British Columbia is launching new tariff-response measures to counter the impact of U.S. President Donald J. Trump's tariffs on Canadian goods and energy, Premier David Eby announced. The province plans to introduce legislation aimed at protecting workers and businesses while enabling swift responses to economic challenges. This comes as B.C.'s share of goods exports to the U.S. has declined to 53% in 2024, compared to 66% in 2000, according to government estimates.

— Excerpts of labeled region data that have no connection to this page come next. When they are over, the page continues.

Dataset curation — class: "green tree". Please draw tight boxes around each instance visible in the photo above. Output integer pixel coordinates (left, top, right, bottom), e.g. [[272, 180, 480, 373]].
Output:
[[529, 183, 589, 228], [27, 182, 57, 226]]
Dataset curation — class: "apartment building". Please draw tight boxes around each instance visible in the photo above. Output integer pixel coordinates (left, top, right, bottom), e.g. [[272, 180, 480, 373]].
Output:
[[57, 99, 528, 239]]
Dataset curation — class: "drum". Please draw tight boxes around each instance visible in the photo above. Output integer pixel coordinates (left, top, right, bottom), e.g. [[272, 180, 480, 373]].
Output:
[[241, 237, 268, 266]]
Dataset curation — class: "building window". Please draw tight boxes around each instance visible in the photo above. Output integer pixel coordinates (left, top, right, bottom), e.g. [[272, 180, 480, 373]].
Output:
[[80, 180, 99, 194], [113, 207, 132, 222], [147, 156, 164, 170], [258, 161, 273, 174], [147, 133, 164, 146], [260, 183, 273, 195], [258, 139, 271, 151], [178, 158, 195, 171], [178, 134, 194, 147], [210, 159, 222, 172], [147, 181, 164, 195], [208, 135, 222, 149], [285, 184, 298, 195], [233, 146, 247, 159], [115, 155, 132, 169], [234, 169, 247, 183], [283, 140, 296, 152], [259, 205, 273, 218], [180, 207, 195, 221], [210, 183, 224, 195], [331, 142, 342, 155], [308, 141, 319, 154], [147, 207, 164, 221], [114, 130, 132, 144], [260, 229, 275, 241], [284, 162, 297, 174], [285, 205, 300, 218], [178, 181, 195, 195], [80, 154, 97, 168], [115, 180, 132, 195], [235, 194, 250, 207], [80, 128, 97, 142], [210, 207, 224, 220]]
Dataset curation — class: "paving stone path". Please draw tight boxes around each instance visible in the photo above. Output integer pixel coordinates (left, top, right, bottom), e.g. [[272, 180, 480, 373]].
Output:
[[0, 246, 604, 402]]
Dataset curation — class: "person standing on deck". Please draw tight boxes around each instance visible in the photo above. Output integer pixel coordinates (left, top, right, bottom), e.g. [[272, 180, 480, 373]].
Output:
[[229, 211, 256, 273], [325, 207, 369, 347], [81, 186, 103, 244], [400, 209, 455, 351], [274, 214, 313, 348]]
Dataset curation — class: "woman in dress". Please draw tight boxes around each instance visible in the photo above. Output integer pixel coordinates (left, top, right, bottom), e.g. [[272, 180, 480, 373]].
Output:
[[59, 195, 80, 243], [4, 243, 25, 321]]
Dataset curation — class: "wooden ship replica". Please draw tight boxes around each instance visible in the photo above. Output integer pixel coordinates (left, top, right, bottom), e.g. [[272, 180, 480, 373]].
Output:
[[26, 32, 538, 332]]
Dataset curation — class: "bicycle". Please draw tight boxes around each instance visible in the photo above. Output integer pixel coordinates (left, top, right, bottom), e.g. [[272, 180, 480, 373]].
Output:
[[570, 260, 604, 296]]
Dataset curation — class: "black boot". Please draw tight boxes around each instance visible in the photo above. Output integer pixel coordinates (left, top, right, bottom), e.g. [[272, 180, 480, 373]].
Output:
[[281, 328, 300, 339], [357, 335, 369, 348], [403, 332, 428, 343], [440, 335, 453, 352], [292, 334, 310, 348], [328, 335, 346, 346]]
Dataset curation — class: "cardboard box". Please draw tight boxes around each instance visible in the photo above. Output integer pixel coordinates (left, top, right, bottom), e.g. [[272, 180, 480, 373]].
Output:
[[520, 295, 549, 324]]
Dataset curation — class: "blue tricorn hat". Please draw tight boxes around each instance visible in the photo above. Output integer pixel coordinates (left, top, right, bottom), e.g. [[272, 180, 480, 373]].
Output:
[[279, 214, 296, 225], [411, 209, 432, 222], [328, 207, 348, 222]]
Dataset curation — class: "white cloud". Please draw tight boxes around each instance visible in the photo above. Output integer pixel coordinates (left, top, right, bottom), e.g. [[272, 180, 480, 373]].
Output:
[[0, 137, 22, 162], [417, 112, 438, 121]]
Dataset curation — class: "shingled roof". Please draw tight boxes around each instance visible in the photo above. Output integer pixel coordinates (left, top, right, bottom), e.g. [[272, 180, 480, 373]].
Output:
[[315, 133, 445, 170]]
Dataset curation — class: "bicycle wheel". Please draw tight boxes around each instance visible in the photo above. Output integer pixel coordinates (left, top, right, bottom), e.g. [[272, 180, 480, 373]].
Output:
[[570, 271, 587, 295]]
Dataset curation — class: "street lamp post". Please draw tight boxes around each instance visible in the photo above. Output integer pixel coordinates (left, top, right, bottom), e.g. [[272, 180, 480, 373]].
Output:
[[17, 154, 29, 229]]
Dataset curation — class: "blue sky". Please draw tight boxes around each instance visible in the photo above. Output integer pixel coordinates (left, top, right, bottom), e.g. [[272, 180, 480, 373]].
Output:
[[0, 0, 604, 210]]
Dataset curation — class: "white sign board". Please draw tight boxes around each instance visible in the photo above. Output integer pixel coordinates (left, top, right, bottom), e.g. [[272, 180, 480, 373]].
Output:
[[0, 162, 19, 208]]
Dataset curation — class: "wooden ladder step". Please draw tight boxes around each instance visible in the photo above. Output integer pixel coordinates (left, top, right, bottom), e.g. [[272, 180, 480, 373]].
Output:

The proposed legislation will give the provincial government tools to remove interprovincial trade barriers, mandate the use of Canadian low-carbon fuels in gasoline and diesel, and apply tolls or fees to U.S. commercial vehicles traveling through B.C. to Alaska. Additionally, the B.C. Liquor Distribution Branch will immediately stop purchasing American liquor from "red" states, removing those products from public liquor store shelves. Crown corporations and the provincial government will prioritize Canadian goods and services in procurement.
The federal government has imposed 25% tariffs on $155 billion worth of U.S. imports as part of a national countermeasure strategy, while provinces and territories are taking additional actions. First ministers have also committed to reducing internal trade and labor mobility barriers by June 1, 2025, to strengthen domestic markets.
B.C. is expediting approvals for major projects worth $20 billion to create 8,000 jobs, particularly in rural and remote communities, to support the economy amid trade disruptions. The province is also forming a trade and economic security task force, an agriculture and food economy task force, a softwood advisory council, and a cabinet committee to coordinate responses to the tariffs.
B.C.'s reliance on U.S. trade remains lower than other provinces, with 88% of Alberta’s exports and 76% of Ontario and Quebec’s exports going to the U.S. in 2024. However, some B.C. sectors remain highly dependent on U.S. markets, including natural gas, electricity, and softwood lumber, 75% of which was exported to the U.S. in 2024. U.S. imports accounted for 35% of B.C.'s incoming trade, including machinery, agriculture, food, and energy products.
B.C.'s estimates suggest that the 25% tariffs on Canadian mineral exports will cost U.S. companies over $11 billion, significantly affecting the U.S. defense, energy, and manufacturing industries.